当大步大于内核时,卷积会发生什么?
我最近在Pytorch中进行了卷积和转移卷积的实验。我注意到nn.convtranspose2d
api(我尚未尝试使用普通卷积API),您可以指定比内核大小大的步幅,并且卷积仍然可以工作。
在这种情况下发生了什么?我很困惑,因为如果步幅大于内核,则意味着输入图像中的某些像素将不会被卷曲。那么他们会发生什么呢?
我有以下片段,我在其中手动设置nn.convtranspose2d
layer layer layer的权重:
IN = 1
OUT = 1
KERNEL_SIZE = 2
proof_conv = nn.ConvTranspose2d(IN, OUT, kernel_size=KERNEL_SIZE, stride=4)
assert proof_conv.weight.shape == (IN, OUT, KERNEL_SIZE, KERNEL_SIZE)
FILTER = [
[1., 2.],
[0., 1.]
]
weights = [
[FILTER]
]
weights_as_tensor = torch.from_numpy(np.asarray(weights)).float()
assert weights_as_tensor.shape == proof_conv.weight.shape
proof_conv.weight = nn.Parameter(weights_as_tensor)
img = [[
[1., 2.],
[3., 4.]
]]
img_as_tensor = torch.from_numpy(np.asarray(img)).float()
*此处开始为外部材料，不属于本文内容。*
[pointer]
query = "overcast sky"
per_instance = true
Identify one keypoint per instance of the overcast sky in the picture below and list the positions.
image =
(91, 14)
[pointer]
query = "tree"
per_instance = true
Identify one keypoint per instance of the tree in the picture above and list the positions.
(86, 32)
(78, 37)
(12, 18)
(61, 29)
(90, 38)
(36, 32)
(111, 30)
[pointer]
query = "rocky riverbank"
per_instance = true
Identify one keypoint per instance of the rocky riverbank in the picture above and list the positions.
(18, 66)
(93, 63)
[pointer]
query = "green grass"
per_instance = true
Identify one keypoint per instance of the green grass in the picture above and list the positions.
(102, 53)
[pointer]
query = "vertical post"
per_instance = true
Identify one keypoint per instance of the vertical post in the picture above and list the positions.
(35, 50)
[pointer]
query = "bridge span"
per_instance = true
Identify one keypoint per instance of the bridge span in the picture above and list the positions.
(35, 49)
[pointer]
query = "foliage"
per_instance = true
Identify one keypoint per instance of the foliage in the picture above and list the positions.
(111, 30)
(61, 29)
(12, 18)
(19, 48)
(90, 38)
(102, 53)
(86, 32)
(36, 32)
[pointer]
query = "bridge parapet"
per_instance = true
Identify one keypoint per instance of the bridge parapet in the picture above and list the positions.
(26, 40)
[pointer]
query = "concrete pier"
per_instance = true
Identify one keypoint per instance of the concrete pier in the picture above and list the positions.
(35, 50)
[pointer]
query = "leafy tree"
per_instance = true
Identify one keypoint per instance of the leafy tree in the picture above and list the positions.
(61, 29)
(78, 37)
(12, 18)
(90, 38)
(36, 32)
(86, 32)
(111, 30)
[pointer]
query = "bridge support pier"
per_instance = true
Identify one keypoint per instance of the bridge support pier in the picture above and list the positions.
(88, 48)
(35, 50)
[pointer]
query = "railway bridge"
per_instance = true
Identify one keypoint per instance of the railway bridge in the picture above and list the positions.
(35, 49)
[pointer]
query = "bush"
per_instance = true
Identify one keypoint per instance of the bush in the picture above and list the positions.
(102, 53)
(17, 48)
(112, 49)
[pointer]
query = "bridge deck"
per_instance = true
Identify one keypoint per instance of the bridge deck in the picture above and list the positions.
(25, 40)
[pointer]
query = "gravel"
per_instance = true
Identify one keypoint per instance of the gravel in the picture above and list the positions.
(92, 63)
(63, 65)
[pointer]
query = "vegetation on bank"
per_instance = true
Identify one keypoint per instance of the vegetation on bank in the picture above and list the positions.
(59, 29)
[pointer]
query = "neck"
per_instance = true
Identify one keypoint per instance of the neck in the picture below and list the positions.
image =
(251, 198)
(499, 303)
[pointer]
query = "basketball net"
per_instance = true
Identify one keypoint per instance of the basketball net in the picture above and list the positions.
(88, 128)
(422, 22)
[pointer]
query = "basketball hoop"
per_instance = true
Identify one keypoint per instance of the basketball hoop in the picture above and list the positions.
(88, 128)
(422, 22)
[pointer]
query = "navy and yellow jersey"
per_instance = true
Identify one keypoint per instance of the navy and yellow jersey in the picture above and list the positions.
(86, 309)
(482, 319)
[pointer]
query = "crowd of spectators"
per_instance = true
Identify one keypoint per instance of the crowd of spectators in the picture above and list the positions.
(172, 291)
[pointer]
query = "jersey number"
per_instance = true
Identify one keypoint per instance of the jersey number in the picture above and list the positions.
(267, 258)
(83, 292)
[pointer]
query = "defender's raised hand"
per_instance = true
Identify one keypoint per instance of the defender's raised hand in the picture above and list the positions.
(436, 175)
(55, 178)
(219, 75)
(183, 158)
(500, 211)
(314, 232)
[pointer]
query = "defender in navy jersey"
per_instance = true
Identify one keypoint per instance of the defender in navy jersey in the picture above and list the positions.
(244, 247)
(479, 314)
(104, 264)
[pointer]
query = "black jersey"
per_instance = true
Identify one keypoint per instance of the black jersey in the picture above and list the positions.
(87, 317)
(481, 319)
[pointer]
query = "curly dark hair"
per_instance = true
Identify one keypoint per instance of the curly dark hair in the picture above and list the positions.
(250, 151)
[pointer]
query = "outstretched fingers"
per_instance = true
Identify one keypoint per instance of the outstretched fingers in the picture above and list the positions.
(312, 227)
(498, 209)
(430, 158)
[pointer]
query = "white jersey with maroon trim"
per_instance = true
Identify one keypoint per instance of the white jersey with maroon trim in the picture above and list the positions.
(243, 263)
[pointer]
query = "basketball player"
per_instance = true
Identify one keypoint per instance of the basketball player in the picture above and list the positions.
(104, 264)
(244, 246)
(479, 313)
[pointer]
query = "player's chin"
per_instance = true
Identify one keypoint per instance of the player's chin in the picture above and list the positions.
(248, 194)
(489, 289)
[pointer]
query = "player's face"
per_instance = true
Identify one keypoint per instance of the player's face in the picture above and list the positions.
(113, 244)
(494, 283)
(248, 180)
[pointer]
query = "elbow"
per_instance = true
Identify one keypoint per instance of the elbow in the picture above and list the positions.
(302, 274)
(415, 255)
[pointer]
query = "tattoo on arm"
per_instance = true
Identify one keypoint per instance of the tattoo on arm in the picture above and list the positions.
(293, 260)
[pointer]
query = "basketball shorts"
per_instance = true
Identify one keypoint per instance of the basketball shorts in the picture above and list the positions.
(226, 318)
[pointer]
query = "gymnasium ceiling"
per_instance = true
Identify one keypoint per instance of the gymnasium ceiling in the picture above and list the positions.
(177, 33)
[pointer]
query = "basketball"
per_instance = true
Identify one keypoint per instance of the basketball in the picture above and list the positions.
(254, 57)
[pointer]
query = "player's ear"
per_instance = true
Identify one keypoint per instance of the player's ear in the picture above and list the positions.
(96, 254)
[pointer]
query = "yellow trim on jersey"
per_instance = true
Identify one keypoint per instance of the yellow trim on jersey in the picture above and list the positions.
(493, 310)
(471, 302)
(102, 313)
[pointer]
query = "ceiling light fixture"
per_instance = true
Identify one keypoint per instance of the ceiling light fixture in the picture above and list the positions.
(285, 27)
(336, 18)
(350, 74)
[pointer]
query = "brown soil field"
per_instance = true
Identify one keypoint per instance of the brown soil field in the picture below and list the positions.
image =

out_img = proof_conv(img_as_tensor)
assert out_img.shape == (OUT, 6, 6)
步幅大于kernel_size
2的。我们的输出为6x6。引擎盖下发生了什么?
这篇文章:了解pytorch conv2dtranspose的实现何时步幅大于内核的边缘案例。
I recently was experiment with convolutions and transposed convolutions in Pytorch. I noticed with the nn.ConvTranspose2d
API (I haven't tried with the normal convolution API yet), you can specify a stride that is larger than the kernel size and the convolution will still work.
What is happening in this case? I'm confused because if the stride is larger than the kernel, that means some pixels in the input image will not be convolved. So what happens to them?
I have the following snippet where I manually set the weights for a nn.ConvTranspose2d
layer:
IN = 1
OUT = 1
KERNEL_SIZE = 2
proof_conv = nn.ConvTranspose2d(IN, OUT, kernel_size=KERNEL_SIZE, stride=4)
assert proof_conv.weight.shape == (IN, OUT, KERNEL_SIZE, KERNEL_SIZE)
FILTER = [
[1., 2.],
[0., 1.]
]
weights = [
[FILTER]
]
weights_as_tensor = torch.from_numpy(np.asarray(weights)).float()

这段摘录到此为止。